In order to catch up with the rest, my momentum was lost. After not running for more than two weeks, I felt tired fast though I tried my best to relax myself. This time, Ivan had beaten me again and someone should really put him into SISPEC. I was at the fourth position but we suspected the champion skipped a round to lead the run.
It was a moody day like the previous days. Gilbert and I went in search of Quek after lunch regarding our leave forecast. It was a tough process to get to see him when he did not care about his phone anymore. I was so discouraged when talking to him as he sounded so low in spirit and he frankly told us he did not want to do work outside his job scope for the time being.
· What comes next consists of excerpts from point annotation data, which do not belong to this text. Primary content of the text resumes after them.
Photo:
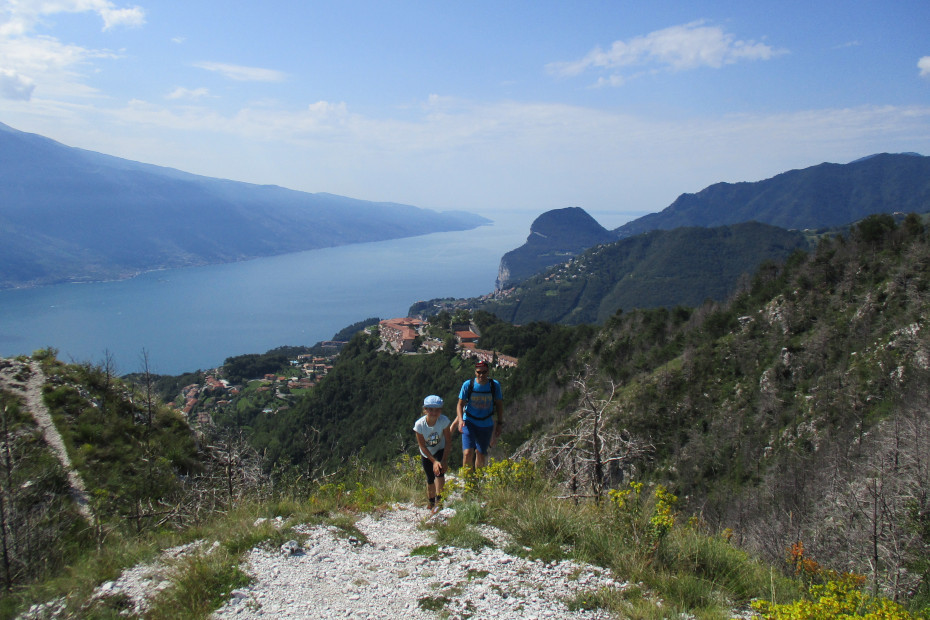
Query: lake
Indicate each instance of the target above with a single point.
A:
(194, 318)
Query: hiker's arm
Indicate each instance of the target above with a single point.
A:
(447, 433)
(459, 410)
(499, 410)
(421, 441)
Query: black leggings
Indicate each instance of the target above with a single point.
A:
(428, 467)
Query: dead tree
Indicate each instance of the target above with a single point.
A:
(592, 449)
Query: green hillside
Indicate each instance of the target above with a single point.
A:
(685, 266)
(822, 196)
(689, 450)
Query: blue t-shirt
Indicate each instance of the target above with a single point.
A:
(479, 409)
We mentioned about the unfairness and biasness between our departments and he depressingly told us about the previous meeting between the heads, which no final decision was made. The heads were obviously taking things into their own hands and not caring about their subordinates. They were the ones who sat there drinking coffee everyday while we were fighting wars with other people.
Even though I could not understand how Quek really felt, I knew he could be very disappointed that he might not be able to keep his promise to his men who had worked so hard for him. I trusted him completely that he had done his best to fight for our rights but his strength might be too insignificant.
The king would only recognise the hypocritical efforts of people working in the capital and not care about his soldiers fighting at the borders, and this was how the situation was like, be it a male or female leader.
I was disgustingly humiliated by the dark world.